Sometimes cooking can feel a bit like rocket science, even with a recipe on hand as a guide. That’s why startup YumvY has set out to create a step-by-step guide for those struggling to unleash their inner Emeril Lagasse’s.
Available as a web app, YumvY allows users to search for desired recipes in its extensive database. It also features GPS-like instructions to help amateur chefs navigate recipes, complete with a timer for each instruction. The timer, in particular, helps answer perplexing culinary questions such as, “How long should pastry dough be kneaded for best texture?” or “How many minutes does it take to achieve a medium-rare steak over the grill?”
Users cooking in pairs can also enter this parameter into the app. YumvY will then delegate tasks accordingly, providing detailed instructions on how to best split each step to maximize time. Additionally, YumvY can automatically adjust recipe portions according to the number of meal partakers, which wipes out the hassle of having to manually convert ingredient measurements.

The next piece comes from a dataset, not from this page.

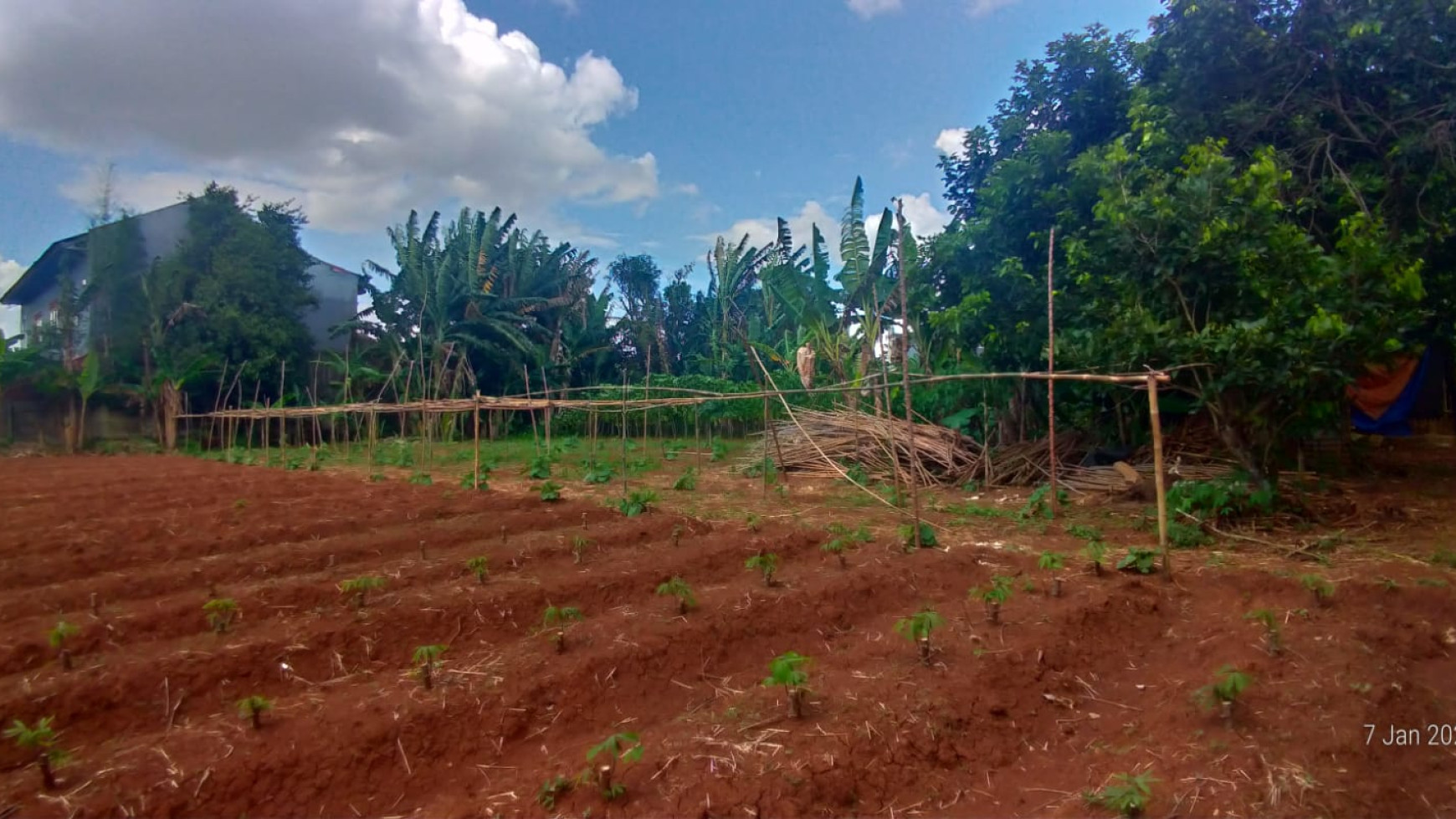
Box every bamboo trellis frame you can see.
[179,362,1172,579]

In this way, YumvY saves aspiring culinary masters time, money, and energy, as its aim is to reduce mistakes while encouraging hands-on learning.

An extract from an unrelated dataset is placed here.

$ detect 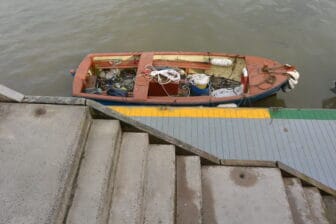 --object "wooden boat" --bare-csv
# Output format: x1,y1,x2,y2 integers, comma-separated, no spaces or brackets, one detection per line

Founded in 2011 by Sari Louis, an entrepreneur with 15 years of experience in software engineering, YumvY plans to evolve into a sort of “iTunes for smart recipes.” Recipe providers can upload their recipes to the YumvY platform and YumvY will take a commission each time a recipe is used.

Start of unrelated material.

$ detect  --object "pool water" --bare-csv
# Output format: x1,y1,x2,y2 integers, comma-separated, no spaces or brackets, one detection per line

In 2012, the online food services market totaled an estimated $11 billion. As the foodie culture evolves, food-related sites brought in over 100 million users last year alone. While YumvY continues to build its product, the startup essentially hopes to make technology more accessible to wider audiences, specifically the food-loving types who may not have otherwise thought to incorporate it into their daily routines.